Today’s Question: It seems that the standard color space is Adobe RGB. But if the vast majority of my photos are printed by a lab that will only accept images in the sRGB color space, it seems to me that I should synchronize the color spaces on my camera, monitor, and software to sRGB. But if I do, how much do I lose when viewing images on a monitor or projecting them to a plasma or LCD TV?
Tim’s Quick Answer: If most of your printed output is generated with a workflow that revolves around sRGB, it is perfectly reasonable to standardize your overall workflow on the sRGB color space, with very little risk of losing significant color or detail in your photos.
More Detail: The sRGB color space is often referred to as being a “small” color space, when in fact it is simply smaller than the other commonly used color spaces of Adobe RGB and ProPhoto RGB. The sRGB color space is still perfectly adequate for printing photos and is especially well-suited to images being displayed electronically, such as on a monitor or digital projector.

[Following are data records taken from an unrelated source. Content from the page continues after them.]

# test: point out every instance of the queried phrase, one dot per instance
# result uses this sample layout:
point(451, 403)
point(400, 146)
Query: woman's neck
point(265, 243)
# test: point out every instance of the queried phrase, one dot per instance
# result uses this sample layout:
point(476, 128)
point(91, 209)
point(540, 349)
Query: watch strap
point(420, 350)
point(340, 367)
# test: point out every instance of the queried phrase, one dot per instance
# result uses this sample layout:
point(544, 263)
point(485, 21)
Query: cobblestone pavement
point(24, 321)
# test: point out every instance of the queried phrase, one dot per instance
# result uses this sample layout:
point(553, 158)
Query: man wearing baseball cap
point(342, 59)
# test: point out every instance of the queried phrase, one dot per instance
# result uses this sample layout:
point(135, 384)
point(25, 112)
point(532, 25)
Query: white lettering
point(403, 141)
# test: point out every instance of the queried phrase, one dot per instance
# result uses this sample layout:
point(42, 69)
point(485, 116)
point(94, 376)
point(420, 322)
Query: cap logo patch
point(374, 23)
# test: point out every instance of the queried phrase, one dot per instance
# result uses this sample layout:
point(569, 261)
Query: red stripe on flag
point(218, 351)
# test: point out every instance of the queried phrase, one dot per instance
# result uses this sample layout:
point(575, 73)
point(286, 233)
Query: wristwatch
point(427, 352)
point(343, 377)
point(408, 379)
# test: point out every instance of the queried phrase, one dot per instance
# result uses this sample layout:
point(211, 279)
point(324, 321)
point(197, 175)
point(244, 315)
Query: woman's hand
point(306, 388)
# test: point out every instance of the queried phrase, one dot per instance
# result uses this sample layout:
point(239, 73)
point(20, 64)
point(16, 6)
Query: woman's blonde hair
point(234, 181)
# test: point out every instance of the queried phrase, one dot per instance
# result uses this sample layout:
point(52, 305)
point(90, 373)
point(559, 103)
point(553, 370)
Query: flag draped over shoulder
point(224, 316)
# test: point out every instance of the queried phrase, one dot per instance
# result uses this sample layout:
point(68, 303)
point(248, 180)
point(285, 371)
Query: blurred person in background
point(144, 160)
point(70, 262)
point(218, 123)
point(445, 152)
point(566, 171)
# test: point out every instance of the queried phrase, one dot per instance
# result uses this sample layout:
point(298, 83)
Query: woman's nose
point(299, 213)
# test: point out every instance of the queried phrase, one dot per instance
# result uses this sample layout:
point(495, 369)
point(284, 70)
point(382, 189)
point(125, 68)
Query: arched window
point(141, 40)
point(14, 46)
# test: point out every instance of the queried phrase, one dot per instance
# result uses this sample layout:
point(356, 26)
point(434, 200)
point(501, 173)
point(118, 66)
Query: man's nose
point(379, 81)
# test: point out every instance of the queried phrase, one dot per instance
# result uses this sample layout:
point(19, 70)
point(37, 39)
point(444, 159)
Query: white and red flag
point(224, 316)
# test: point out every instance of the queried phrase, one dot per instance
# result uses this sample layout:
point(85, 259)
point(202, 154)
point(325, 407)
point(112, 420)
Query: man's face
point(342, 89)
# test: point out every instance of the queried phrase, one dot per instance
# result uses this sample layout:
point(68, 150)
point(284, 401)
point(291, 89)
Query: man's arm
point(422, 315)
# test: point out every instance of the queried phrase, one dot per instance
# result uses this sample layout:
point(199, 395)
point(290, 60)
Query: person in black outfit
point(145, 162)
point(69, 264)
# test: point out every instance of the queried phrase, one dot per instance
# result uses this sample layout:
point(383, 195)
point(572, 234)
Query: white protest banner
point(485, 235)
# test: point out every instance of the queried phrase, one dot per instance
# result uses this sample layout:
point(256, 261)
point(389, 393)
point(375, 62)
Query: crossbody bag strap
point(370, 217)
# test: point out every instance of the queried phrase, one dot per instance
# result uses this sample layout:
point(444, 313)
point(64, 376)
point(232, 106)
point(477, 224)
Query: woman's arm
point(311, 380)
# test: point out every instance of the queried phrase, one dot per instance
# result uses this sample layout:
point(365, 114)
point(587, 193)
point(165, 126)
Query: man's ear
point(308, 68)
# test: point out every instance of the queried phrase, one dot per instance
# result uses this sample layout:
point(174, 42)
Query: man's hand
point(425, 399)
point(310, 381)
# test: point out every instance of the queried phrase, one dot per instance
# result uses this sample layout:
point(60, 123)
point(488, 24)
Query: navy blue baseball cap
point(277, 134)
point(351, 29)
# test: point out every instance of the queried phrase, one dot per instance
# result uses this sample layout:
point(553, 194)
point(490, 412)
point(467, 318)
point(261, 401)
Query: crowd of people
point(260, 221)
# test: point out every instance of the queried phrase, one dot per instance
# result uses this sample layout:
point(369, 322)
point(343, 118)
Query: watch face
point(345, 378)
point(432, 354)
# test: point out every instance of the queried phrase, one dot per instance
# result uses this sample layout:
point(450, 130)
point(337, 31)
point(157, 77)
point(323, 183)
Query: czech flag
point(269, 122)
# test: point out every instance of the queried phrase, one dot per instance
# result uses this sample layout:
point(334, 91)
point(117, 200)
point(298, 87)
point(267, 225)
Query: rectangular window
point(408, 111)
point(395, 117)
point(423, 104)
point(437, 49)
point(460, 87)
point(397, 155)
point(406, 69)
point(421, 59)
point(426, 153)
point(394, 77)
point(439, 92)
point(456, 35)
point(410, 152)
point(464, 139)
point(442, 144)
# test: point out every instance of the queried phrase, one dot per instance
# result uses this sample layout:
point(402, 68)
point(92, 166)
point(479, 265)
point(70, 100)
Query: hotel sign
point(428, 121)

There’s no need to set your camera to the sRGB color space if you are shooting in raw (as I highly recommend doing). You can, however, set the in-camera color space to sRGB to get a bit of a more accurate preview of the image based on the sRGB color space.
In Lightroom Classic you don’t have control over the color space being used within Lightroom Classic, as a variation on ProPhoto RGB is always used in the background. When sending images to Photoshop you could certainly use the sRGB color space.
My personal preference in this type of workflow would be to use the ProPhoto RGB color space in Photoshop. Then use sRGB whenever you are exporting photos to be printed by the printer, or for digital sharing.
There’s no inherent benefit to using the sRGB color space through your full workflow, as color management in your workflow will ensure you are getting an accurate preview of the colors in your images. So, my recommendation in general is to use a larger color space for editing, and then the appropriate color space when preparing photos for specific output. That said, there’s certainly not any significant risk in converting photos to the sRGB color space when they will ultimately be printed or otherwise shared using that color space.